This is an implementation of a Bloom Filter for Ruby.
In order to confirm the false positives, the filter includes an array of the words in the file. This is not needed by the algorithm and does effect the space requirements. It can easily removed to make this implementation more stream-lined.
Initial implementation used 4 keys per value using a SHA2 digest and spliting it into 4 16-char strings and using each of those for a k. This has been tested using the wordlist file included with 10,000,000 5-char strings and has returned 0 false positives.
Test results are as follows:
94 positive searches out of 100000 0 false positives values out of 100000
920 positive searches out of 1000000 0 false positives values out of 1000000
9014 positive searches out of 10000000 0 false positives values out of 10000000
This is expected since the hash is not constrained thus is can grow to have as many entries as needed.

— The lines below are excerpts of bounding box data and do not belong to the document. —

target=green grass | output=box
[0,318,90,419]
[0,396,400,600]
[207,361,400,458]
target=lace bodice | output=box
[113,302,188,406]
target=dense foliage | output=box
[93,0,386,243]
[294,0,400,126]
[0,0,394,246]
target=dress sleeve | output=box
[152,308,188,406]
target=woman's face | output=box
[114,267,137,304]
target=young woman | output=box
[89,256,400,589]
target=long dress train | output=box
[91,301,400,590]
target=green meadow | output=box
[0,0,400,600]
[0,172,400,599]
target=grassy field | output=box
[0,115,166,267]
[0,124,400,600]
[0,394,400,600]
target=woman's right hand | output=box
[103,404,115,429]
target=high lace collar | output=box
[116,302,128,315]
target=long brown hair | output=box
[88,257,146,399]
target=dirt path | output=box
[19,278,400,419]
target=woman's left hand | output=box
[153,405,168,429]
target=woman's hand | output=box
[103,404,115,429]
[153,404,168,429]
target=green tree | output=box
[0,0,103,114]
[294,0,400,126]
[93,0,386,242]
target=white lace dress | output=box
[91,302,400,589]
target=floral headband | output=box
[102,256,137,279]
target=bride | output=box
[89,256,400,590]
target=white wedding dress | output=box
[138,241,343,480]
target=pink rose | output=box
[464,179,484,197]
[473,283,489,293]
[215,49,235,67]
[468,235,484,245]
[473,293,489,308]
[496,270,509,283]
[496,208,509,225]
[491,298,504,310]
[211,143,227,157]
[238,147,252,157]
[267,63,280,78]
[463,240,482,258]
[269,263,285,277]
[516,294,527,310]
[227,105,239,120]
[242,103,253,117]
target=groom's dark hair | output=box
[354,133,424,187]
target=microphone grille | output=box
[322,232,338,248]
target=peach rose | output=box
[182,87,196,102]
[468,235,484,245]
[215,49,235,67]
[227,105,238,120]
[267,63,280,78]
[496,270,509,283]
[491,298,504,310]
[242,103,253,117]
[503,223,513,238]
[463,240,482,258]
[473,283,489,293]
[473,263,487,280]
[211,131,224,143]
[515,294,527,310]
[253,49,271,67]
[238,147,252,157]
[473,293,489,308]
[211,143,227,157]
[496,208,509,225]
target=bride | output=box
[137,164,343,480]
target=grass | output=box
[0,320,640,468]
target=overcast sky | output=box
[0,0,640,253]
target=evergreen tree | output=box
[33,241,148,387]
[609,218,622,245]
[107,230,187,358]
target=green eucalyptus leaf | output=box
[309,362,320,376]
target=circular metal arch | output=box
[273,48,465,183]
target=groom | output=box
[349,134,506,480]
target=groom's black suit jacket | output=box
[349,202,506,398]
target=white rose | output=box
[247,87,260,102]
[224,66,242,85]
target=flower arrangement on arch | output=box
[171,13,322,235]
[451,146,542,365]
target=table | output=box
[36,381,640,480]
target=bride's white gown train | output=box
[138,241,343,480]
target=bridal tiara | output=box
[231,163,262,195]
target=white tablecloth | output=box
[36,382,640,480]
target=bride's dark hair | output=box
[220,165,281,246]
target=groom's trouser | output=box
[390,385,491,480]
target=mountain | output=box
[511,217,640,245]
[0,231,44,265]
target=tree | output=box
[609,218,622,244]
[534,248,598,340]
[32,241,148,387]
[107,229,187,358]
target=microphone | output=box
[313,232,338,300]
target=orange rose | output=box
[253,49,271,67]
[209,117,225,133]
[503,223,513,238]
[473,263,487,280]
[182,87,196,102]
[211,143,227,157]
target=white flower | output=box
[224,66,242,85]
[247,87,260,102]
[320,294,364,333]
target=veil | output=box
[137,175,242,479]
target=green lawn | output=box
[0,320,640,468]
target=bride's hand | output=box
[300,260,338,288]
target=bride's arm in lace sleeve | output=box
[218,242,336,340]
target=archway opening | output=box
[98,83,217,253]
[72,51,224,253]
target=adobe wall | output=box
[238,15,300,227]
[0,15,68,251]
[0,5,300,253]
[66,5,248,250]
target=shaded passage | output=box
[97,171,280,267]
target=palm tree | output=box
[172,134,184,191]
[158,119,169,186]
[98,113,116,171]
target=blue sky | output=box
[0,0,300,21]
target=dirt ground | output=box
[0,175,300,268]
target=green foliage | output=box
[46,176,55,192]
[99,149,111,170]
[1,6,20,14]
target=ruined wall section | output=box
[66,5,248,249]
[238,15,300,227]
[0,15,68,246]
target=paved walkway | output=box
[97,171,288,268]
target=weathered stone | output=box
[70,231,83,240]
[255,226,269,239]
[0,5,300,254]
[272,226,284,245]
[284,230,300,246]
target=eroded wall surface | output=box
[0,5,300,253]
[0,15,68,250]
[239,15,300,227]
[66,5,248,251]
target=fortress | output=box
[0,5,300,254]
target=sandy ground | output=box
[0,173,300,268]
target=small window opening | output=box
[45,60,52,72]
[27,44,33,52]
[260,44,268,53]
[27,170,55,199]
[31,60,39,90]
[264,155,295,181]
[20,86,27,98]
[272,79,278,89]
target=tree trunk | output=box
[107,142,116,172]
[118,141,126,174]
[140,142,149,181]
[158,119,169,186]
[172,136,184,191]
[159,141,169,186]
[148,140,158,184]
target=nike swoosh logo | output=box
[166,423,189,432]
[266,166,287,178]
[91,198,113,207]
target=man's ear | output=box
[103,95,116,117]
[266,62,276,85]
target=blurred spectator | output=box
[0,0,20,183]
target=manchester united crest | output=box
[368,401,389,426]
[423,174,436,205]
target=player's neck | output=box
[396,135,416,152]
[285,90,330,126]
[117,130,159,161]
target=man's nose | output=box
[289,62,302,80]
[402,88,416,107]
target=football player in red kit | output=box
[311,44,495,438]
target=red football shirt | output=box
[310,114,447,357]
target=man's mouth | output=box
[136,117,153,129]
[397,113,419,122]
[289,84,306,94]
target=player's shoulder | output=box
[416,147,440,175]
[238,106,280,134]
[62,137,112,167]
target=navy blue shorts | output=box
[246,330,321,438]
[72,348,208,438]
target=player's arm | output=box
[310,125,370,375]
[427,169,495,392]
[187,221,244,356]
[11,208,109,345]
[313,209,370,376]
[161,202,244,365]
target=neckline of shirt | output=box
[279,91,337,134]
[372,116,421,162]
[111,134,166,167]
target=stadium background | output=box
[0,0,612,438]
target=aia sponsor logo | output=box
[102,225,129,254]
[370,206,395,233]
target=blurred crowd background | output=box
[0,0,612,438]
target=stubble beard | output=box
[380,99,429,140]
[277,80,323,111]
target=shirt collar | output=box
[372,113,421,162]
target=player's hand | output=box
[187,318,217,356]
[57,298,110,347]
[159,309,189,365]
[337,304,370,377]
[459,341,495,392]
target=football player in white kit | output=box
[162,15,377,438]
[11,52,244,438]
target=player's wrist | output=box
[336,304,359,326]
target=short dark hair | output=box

A second attempt introduced a BitArray which constrains the size of the hash and means that all keys MUST be an integer. This restriction meant that more false positives would be expected but we should get much faster performance. This proved to be true if the size of the BitArray was smaller than the size of the list of words. Once these reversed, the results were very positive for this implementation and it is much faster than the previous one.
Results:
BloomFilter > ruby bloom_filter_test.rb Array Size = 100000 5807 positive searches out of 10000 5796 false positives values out of 10000
Array Size = 100000000 13 positive searches out of 10000 0 false positives values out of 10000
Array Size = 2000000 925 positive searches out of 10000 918 false positives values out of 10000
Array Size = 20000000 6 positive searches out of 10000 0 false positives values out of 10000
Requirement: BitArray gem from https://github.com/peterc/bitarray
Description: Initiazer takes a path to the work library you want to load in and a size for the Bit Array then calling #contains? with an agrument of the value you want to check for will tests for that items inclusion in the filter.